Let $p_1<p_2<\cdots<p_{31}$ be prime numbers. Prove that if $p_1^4+p_2^4+\cdots+p_{31}^4$ is divisible by $30$, then there are three consecutive prime numbers in the sum.

Consecutive prime numbers in the sense of $2,3,5,7,11,13,17,19,23,27,29,31, \ldots$ and so on.

What I tried:

$$S=p_1^4+p_2^4+\cdots+p_{31}^4$$

$S$ must be divisible by $3$ and $10.$

The sum of 3 arbitrary prime numbers, greater than 3, to the fourth power is divisible by 3, so the sum of 27 arbitrary prime numbers, grater than 3, to the fourth power is divisible by 3.

The sum of 3,5,7,11 raised to the fourth power is divisible by 3. Yes but the sum of 3,5,7,11 raised to fourth power plus the sum of 27 prime numbers, grater than 11, to the fourth power is not divisible by 10!

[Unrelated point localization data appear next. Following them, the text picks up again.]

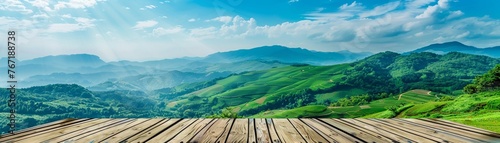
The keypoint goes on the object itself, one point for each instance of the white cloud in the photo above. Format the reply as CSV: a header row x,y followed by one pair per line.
x,y
454,14
224,19
379,10
418,3
160,31
443,3
14,5
40,16
144,24
66,16
350,6
150,6
349,29
77,4
42,4
81,24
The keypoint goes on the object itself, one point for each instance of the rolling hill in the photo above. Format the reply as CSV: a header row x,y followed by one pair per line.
x,y
286,55
455,46
299,85
479,107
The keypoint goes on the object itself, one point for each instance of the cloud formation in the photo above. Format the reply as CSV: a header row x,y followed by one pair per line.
x,y
144,24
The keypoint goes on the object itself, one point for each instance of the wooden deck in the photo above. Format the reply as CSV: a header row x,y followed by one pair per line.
x,y
252,130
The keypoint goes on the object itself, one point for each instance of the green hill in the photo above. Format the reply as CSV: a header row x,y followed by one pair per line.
x,y
480,107
413,96
300,85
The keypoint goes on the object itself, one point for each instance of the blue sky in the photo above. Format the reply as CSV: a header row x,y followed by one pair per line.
x,y
151,30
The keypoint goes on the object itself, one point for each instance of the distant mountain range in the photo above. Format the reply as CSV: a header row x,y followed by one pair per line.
x,y
285,54
454,46
89,70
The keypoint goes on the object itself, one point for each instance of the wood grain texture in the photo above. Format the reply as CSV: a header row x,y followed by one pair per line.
x,y
214,133
42,128
354,133
133,131
239,132
171,132
252,136
287,132
42,136
143,136
261,131
100,135
273,133
190,132
307,133
86,131
252,130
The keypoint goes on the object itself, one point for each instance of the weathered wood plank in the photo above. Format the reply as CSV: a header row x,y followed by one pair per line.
x,y
393,136
273,132
42,128
464,127
479,137
86,131
287,132
42,136
134,130
203,131
411,134
361,134
261,131
152,131
227,130
443,135
253,131
171,132
252,136
190,132
215,132
102,134
330,134
309,134
239,132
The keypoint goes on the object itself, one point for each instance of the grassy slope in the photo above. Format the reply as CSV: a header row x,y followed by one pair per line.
x,y
414,96
301,112
251,89
480,110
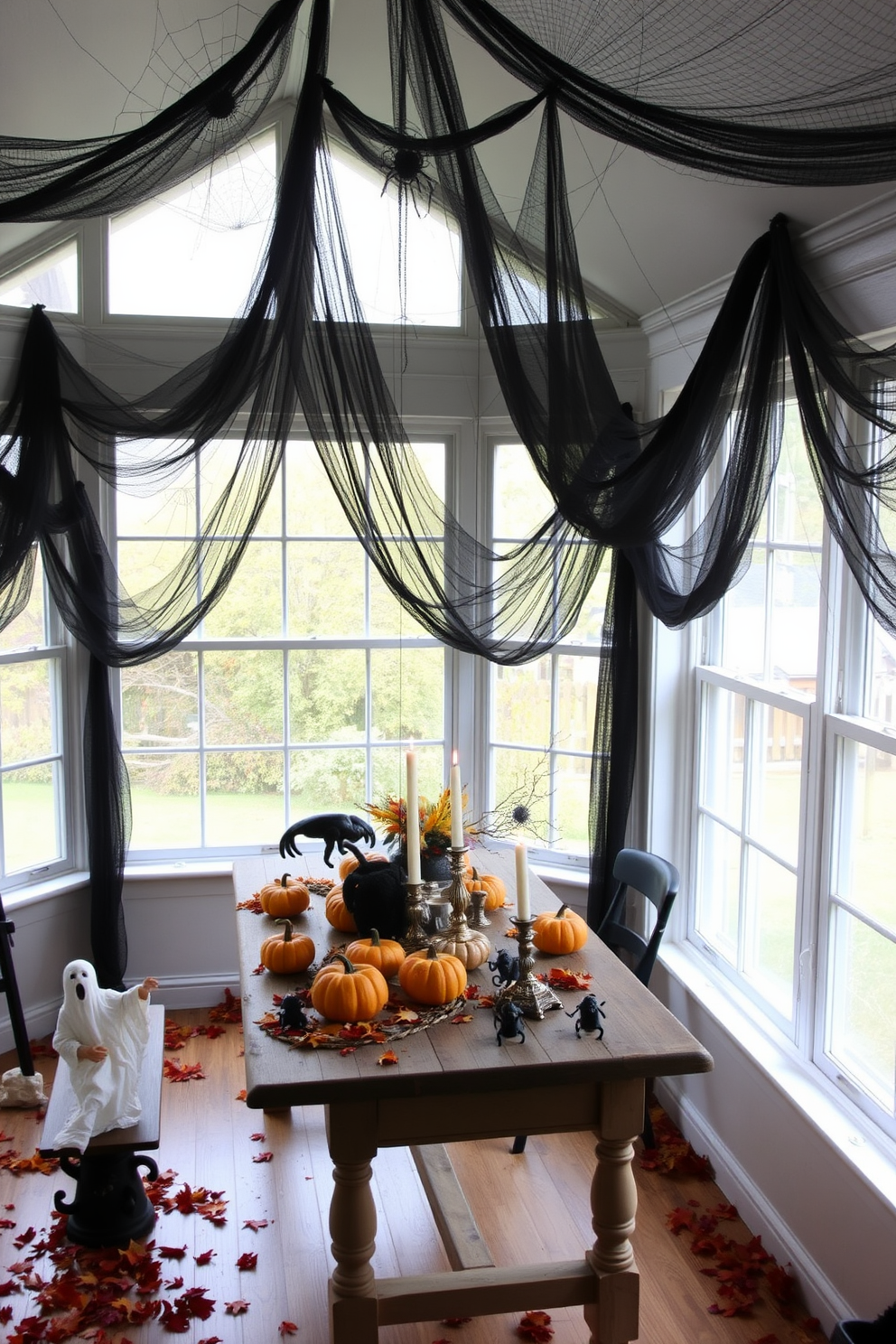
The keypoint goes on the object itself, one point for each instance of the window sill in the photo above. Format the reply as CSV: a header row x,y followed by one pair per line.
x,y
868,1151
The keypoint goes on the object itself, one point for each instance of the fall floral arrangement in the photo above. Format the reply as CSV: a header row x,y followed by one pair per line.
x,y
434,823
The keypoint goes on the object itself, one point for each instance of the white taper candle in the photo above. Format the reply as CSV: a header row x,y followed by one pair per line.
x,y
523,909
457,806
413,820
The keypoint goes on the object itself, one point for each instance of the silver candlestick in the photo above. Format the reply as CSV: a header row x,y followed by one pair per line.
x,y
531,994
418,913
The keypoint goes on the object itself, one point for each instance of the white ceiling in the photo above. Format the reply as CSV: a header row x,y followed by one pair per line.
x,y
648,233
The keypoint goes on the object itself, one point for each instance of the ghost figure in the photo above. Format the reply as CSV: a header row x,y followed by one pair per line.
x,y
102,1036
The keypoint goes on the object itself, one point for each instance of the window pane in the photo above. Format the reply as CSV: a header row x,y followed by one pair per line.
x,y
31,812
195,252
160,703
251,603
744,620
405,269
243,699
523,703
863,1010
573,795
327,695
26,710
327,779
717,889
576,700
245,798
723,753
777,781
521,500
865,842
407,690
325,589
769,944
164,793
50,280
28,628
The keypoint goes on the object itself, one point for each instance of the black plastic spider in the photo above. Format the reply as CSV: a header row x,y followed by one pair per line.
x,y
405,167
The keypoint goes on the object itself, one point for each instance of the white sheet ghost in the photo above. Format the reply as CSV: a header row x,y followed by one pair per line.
x,y
102,1036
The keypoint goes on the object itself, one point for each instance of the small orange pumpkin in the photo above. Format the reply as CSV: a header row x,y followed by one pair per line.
x,y
493,887
286,955
559,933
285,897
383,953
432,977
350,863
345,992
338,911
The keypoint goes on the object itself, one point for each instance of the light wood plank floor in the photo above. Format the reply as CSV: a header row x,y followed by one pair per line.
x,y
529,1207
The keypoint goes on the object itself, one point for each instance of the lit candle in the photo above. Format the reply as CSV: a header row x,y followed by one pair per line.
x,y
413,820
457,806
521,882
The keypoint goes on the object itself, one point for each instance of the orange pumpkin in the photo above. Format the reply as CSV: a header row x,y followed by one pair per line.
x,y
285,897
345,992
432,977
286,955
559,933
350,863
338,911
383,953
493,887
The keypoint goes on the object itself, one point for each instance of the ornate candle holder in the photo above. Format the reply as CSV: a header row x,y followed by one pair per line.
x,y
458,938
531,994
418,913
476,919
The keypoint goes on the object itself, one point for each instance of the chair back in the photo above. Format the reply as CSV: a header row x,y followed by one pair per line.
x,y
658,881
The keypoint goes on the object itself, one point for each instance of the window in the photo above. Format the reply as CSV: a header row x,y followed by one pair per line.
x,y
50,280
542,714
793,840
195,250
300,690
33,834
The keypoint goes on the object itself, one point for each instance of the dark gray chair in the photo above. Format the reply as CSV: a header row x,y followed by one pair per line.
x,y
658,881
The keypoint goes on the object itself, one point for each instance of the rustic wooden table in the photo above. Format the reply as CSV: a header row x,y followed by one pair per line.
x,y
454,1084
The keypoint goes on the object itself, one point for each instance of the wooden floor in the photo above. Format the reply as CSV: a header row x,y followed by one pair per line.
x,y
529,1207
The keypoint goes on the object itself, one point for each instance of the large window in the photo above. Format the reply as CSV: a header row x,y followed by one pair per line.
x,y
33,834
542,714
300,688
794,842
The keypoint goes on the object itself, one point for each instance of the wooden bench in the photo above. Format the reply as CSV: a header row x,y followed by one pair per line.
x,y
110,1206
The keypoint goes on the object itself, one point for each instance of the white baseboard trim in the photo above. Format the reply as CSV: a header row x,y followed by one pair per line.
x,y
173,992
757,1209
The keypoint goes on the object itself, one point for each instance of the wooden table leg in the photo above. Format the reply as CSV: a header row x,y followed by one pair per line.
x,y
612,1317
350,1134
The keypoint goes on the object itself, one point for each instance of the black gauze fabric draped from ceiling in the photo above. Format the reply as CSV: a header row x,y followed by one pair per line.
x,y
303,347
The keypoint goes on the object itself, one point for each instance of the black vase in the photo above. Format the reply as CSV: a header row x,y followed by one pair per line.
x,y
433,867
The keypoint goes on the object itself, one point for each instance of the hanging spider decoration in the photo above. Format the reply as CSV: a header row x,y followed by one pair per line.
x,y
405,168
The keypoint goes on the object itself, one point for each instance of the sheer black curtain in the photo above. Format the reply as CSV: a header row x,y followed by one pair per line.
x,y
303,347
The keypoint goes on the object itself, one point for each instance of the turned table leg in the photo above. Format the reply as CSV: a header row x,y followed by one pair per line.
x,y
352,1223
612,1317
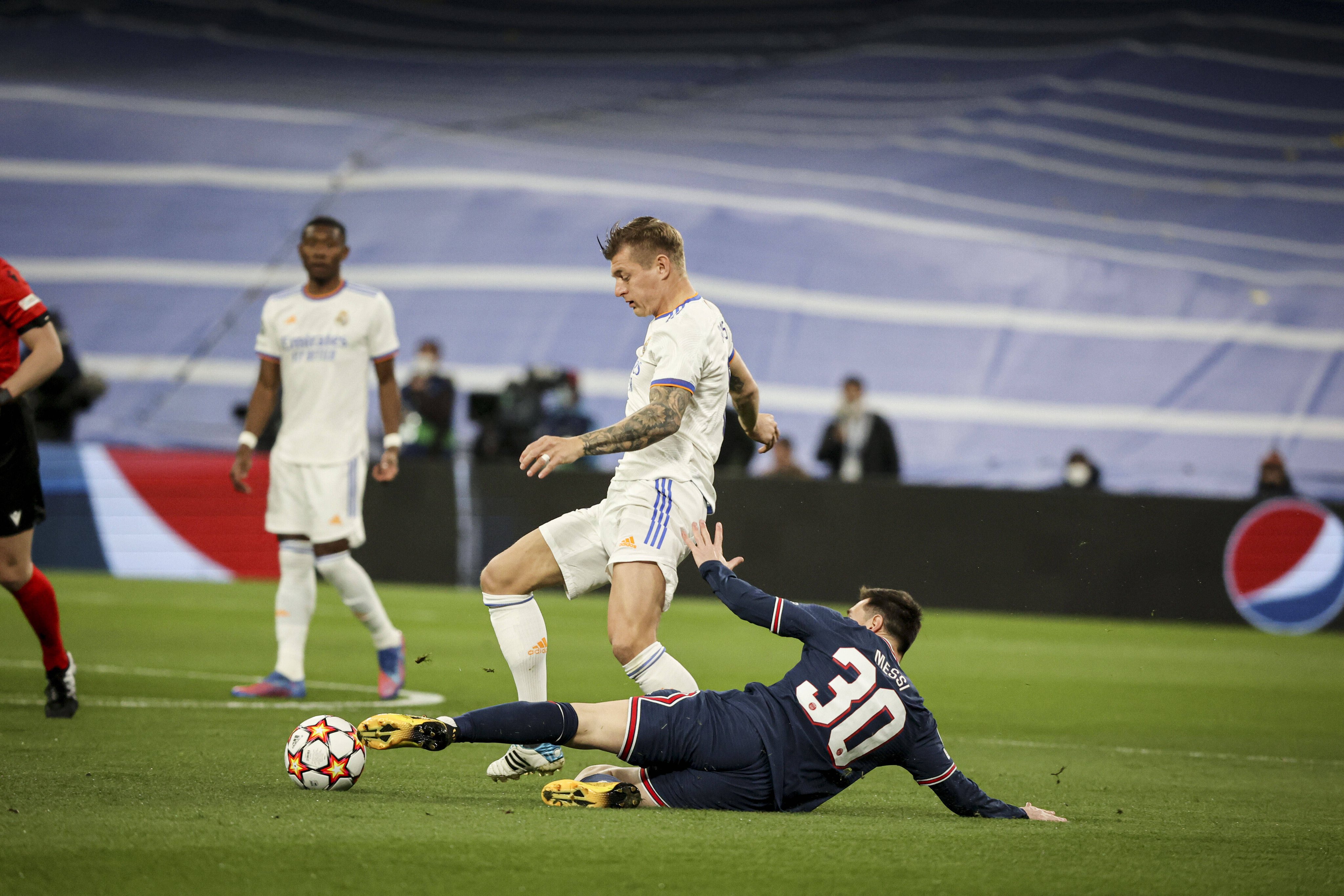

Could someone give me an idea!

Answer 1

Hint: You need $2$ to make the sum even, $3$ to make the sum divisible by $3$, and $5$ to make the sum divisible by $5$.

Answer 2

As there are an odd number of primes appearing in the sum, and the sum is to be even, we must have that $p_1 = 2$. Considering mod $30$, we must then have that

$$ p_2^4 + \cdots + p_{31}^4 \equiv 14 \pmod {30}.$$

Working mod $3$, we must then have that

$$ p_2^4 + \cdots + p_{31}^4 \equiv 2 \pmod {3}.$$

There are $30$ terms appearing in the sum. Every prime $p > 3$ satisfies $p^4 \equiv 1 \bmod 3$, and $30 \cdot 1 \equiv 0 \bmod 3$. So $p_2 = 3$.

Similar analysis mod $5$ will show that $p_3 = 5$, and so the primes must include $2,3$, and $5$.